Institute of Epidemiology & Health Care



  • “You, Me and the Big D”. This project is a participatory study exploring retirement community residents’ views of dementia before and after attending training by the Alzheimer’s Society. It will be carried out in Whiteley Village by four village researchers with support from Rachael Frost and Alison Armstrong at the Whiteley Foundation for Ageing Well. It is funded by the British Society of Gerontology Averil Osborn Award





  • Empowering Better End of Life Dementia Care (EMBED-Care) Programme”.  This study will generate a step-change in how care is provided for people with dementia which aims to spark public conversation on dying with dementia, engage the public in the work by combining art and science and develop a new tool to maximise quality of life (QoL) and meet individual needs, regardless of age or type of dementia. Qualitative methods including interviews, focus groups and co-design methods will be used throughout the programme of work. This work is led by Elizabeth Sampson at UCL and supported by Nathan Davies as a co-investigator. It is funded by the NIHR and ESRC and is the largest grant ever funded for dementia and end of life care.

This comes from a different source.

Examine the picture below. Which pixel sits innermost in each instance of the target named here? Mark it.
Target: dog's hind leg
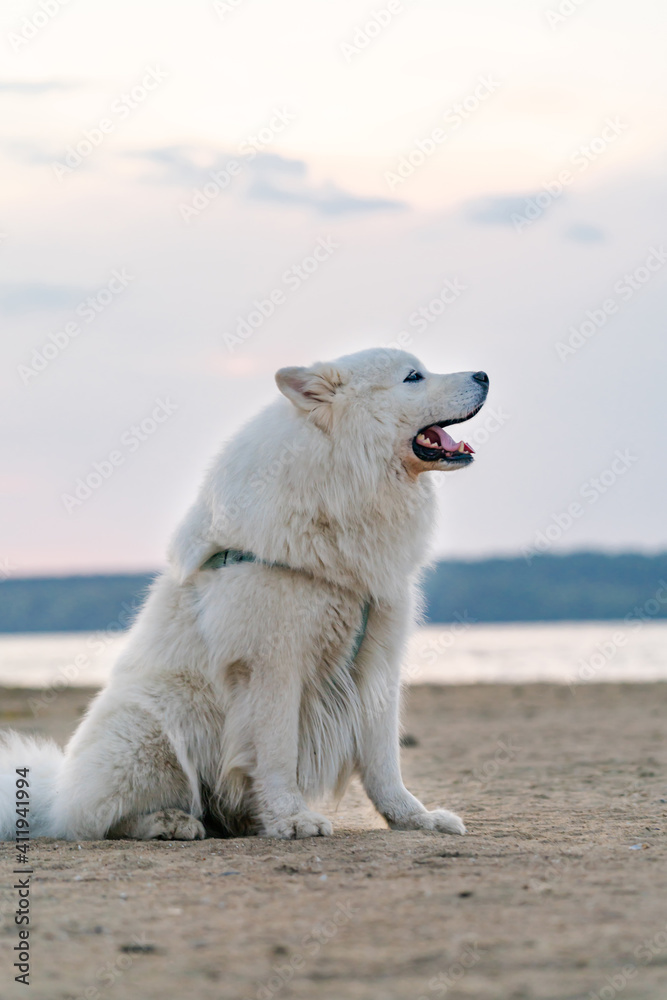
(123, 776)
(166, 824)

  • “Exploring working relationships between primary care and directly employed home care workers”. This study is exploring relationships between directly employed home care workers, community nurses, general practitioners and community-based allied health professionals by extensive use of interviews. Based on the findings we will make recommendations about good practice in care co-ordination, communications and information sharing. This is a collaborative study with the Health and Social Care Workforce Unit at King’s College London and Jane Wilcock and Steve Iliffe at UCL and funded by the Dunhill Medical Trust.


  • PriDem. A study of different ways of providing support through primary care to people with dementia and their families after diagnosis which will review existing services, identify best practice and use this to develop and test new models of support. The study will use extensive patient and public involvement, focus groups, co-design, interviews and process evaluation methods. Jane Wilcock and Rachael Frost work on this study which is funded by The Alzheimer’s Society UK and is beingis conducted at the Centre for Excellence in Newcastle and UCL.


  • Co-designing dementia diagnosis and post-diagnostic care (COGNISANCE)”. This international study aims to co-design and deliver in partnership with people with dementia, family care partners and health care professionals, toolkits and campaigns to improve the dementia diagnostic process and post-diagnostic support in Australia, Canada, the Netherlands, the UK and Poland; and to evaluate the campaigns. Work packages include: exploring through focus groups current experiences, barriers and facilitators to dementia diagnosis and post-diagnosis support from the perspectives of persons with dementia, care partners and health care professionals; the co-development of internationally-applicable toolkits supporting guideline implementation for the at-risk public and health care professionals; and development of an implementation playbook outlining how to deliver similar campaigns in other countries. Jane Wilcock and Professor Greta Rait at UCL work on the UK team of this study which is funded by the Joint Programme Neurodegenerative Disease.